Saturday, March 12, 2016

Why Prehypertension Should Not Be Ignored?

High blood pressure, also known as hypertension, is a risk factor for heart disease, stroke, congestive heart failure, and kidney disease. As such, making sure one’s blood pressure falls within the desired level is paramount. High blood pressure usually do not cause any symptoms. That is why it is also called the silent killer. According to survey, two-third of people with high blood pressure do not have it under control.

Desired blood pressure level is less than 120/80 mmHg. The top number (systolic pressure) measures the force from the heart as it contracts and the bottom number (diastolic pressure) indicates the pressure in the arteries when the heart relaxes between contractions.

Once a person’s reading exceeds 140/90, he or she is having high blood pressure. The higher the blood pressure, the harder the heart has to work and more wear and tear on the blood vessels. When a person’s blood pressure readings fall between 120/80 and 139/89, he or she is considered to have prehypertension. The blood pressure category is determined by higher number either the systolic or diastolic measurement.
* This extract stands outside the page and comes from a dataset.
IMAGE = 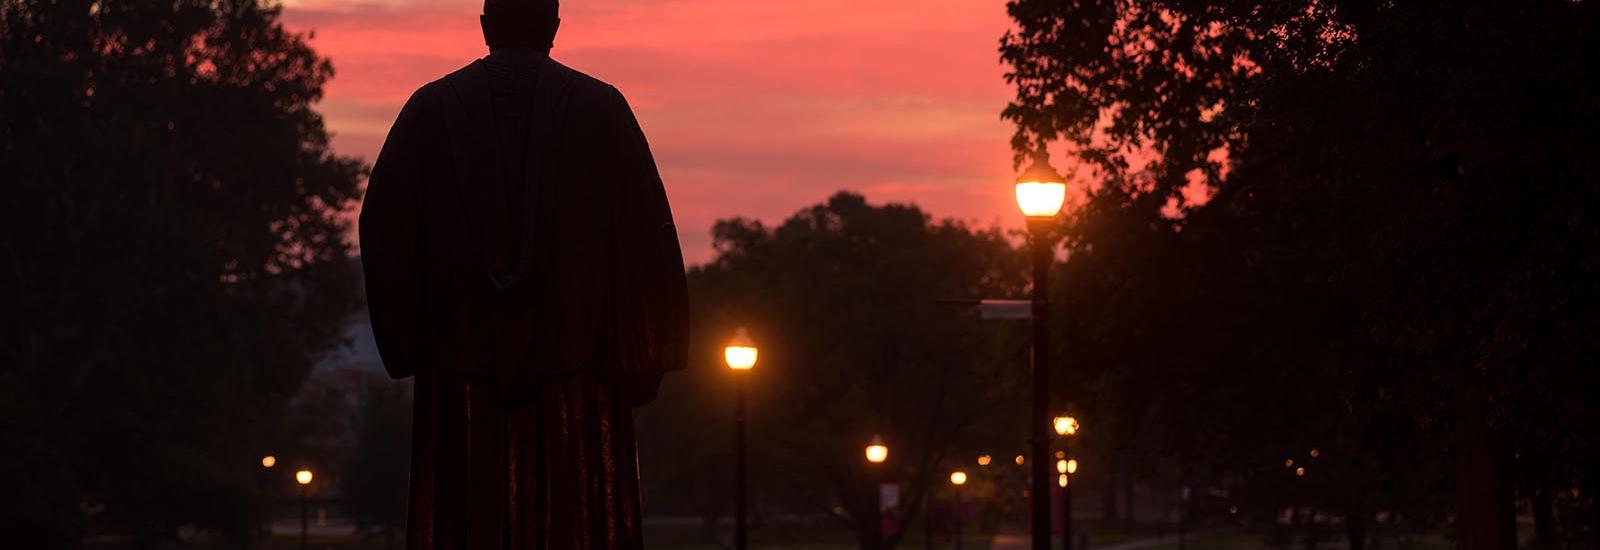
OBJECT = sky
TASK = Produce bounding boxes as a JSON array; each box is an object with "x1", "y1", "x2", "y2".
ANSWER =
[{"x1": 280, "y1": 0, "x2": 1027, "y2": 265}]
For instance, if a person’s systolic number is 115 but the diastolic number is 85, then this person is said to have prehypertension. This also means that though this person does not have high blood pressure yet, he or she is more likely to develop it in the future.
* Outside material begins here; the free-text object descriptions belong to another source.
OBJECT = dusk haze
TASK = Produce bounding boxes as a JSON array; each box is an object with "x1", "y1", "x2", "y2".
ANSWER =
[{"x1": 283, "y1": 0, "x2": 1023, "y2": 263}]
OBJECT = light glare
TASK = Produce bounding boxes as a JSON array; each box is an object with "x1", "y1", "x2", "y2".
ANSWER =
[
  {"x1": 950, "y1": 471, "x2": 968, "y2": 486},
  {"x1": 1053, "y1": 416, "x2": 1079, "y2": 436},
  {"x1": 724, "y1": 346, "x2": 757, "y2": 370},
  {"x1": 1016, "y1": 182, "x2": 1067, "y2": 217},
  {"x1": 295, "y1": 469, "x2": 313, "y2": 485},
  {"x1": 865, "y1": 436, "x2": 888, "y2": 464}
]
A new study conducted by American researchers reported that even though young people who have blood pressure of below 140/90 but at the high end of the normal range were still have a higher risk of developing heart disease some years later. These people should start watching their diet, exercising, and even taking medicines. The study covered 2,479 young adults over 25 years and their finding were published June 9, 2015 in ‘Journal of The American College of Cardiology’.

The study found that participants with high diastolic readings were 70 percent more likely than those with the lowest reading, of getting a treatment-resistant form of heart failure where the heart muscle is unable to relax. Some patients in the study had high-normal blood pressure in their 20s and 30s, and by the time they were 45, they had the heart function of a 75-year-old. The study, therefore, suggested that blood pressure control in early young adulthood might be essential to prevent coronary heart disease.

It is possible to prevent hypertension and prehypertension. People with these conditions can lower their blood pressure by adopting healthy diet and regular physical activity. For people who are obese or overweight, they should seek ways to lose weight. Smokers should quit smoking and alcohol drinkers should limit to one drink per day. Reducing stress can be helpful, too. If all these lifestyle changes cannot lower blood pressure, then they should see their doctor who might prescribe medicines for them.